The summer passed uneventfully for the most part; the temperature reached highs of 120 on average and never dropped below 80 at night. Storms were a given; every week on the same night, they were met with high winds and pouring rain and hail stones ranging from marble sized to baseball size, denting the roof and sometimes busting the windows. On a few occasions, wall clouds formed and they watched and waited to see if anything would come out of the clouds, but nothing ever did. On the 4th of July it rained and Methos and Mouth resided on the front porch and tossed lit smoke bombs and firecrackers off the side and watched the explosions in midair and the colored bombs spinning around in the puddles as the water became stained with the colors of the smoke.

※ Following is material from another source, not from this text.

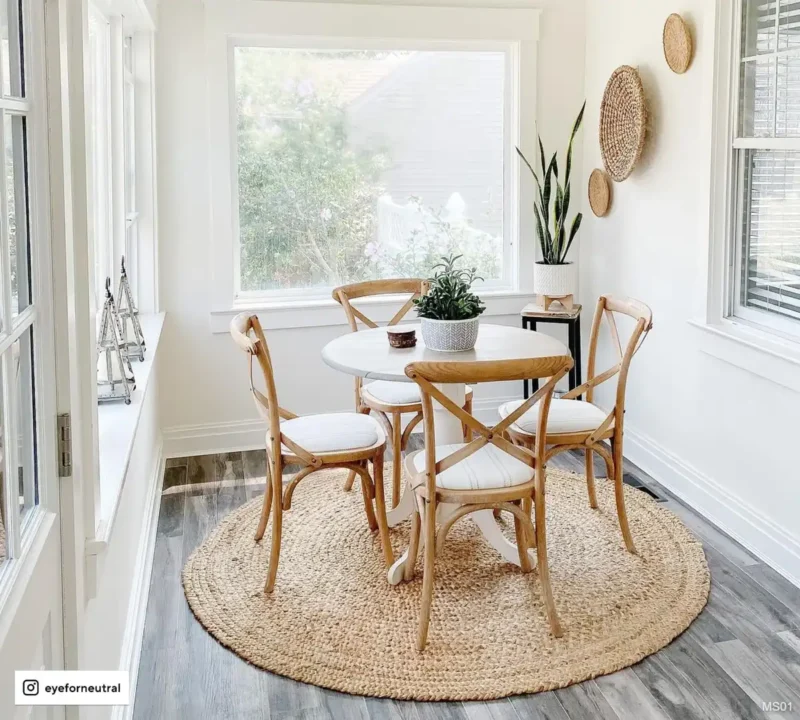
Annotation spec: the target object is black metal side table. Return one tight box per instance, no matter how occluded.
[520,303,582,399]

Then at night they about burnt the whole house down when a large pack of bottle rockets was prematurely lit and came flying back at them.
"I still can't understand how or why you chose to marry my brother," he said to her one day as the two of them wandered around the land as everything became coated in the pink light of the sun setting that evening.
"Neither do I," she replied as she kicked at a rock, "I think it must've been one of those drunk night in Vegas things."
"But why do you stay?" Methos wanted to know.
"Why shouldn't I?" she asked as she turned around to face him, "I've stayed with your brother long enough, we've come to terms with what there is between us, and we've still agreed to stay together…maybe it's just too late in the game for either of us to try and live again."
"You really think that?" he asked her.
"Show me the idiot who said marriage is an institution, I'll show you somebody who never married," Mouth told him, "Marriage isn't an institution, it's an insane asylum."
"Tell me about it," Methos said, "I've done it 68 times."
"Ever to an Immortal?" she asked.
"No," he answered with a shake of his head.
"Why not?"
"Too much responsibility," was his explanation as he walked past her.
"What the hell is that supposed to mean?" Mouth asked.
"I don't know," Methos confessed, "I've been saying that for so long, I don't even remember how or when I started using it."
"So what's the real reason why you never married an Immortal?" she inquired.
"I don't know," Methos said, "Maybe in my own sick twisted way I've gotten used to the idea of just being married for a few years and then starting again."
"Whereas if you're like your brother and I," Mouth told him, "Divorce is out…widowing is out, you're stuck together for life, however long that is."
"We should all be so lucky," Methos commented.
Mouth turned to look at him, "What's that mean?"
"Nothing," he said as he kept his head low, "Come on, let's get back to the house."
Mouth walked behind him and said, "You know, Methos, I have an idea you and I could get along a hell of a lot better if we could get away from those three idiots you call brothers."
"Maybe," Methos considered, and it sounded to Mouth like he planned to say more but instead he turned away and looked around at the land.
"What is it?" she asked as she came up behind him.
For a minute he just stood frozen, staring straight ahead, then he seemed to realize she was talking to him and he turned to her and said, "What? Oh, nothing, come on, they'll be looking for us soon."
Mouth snorted and replied, "That'll be the day."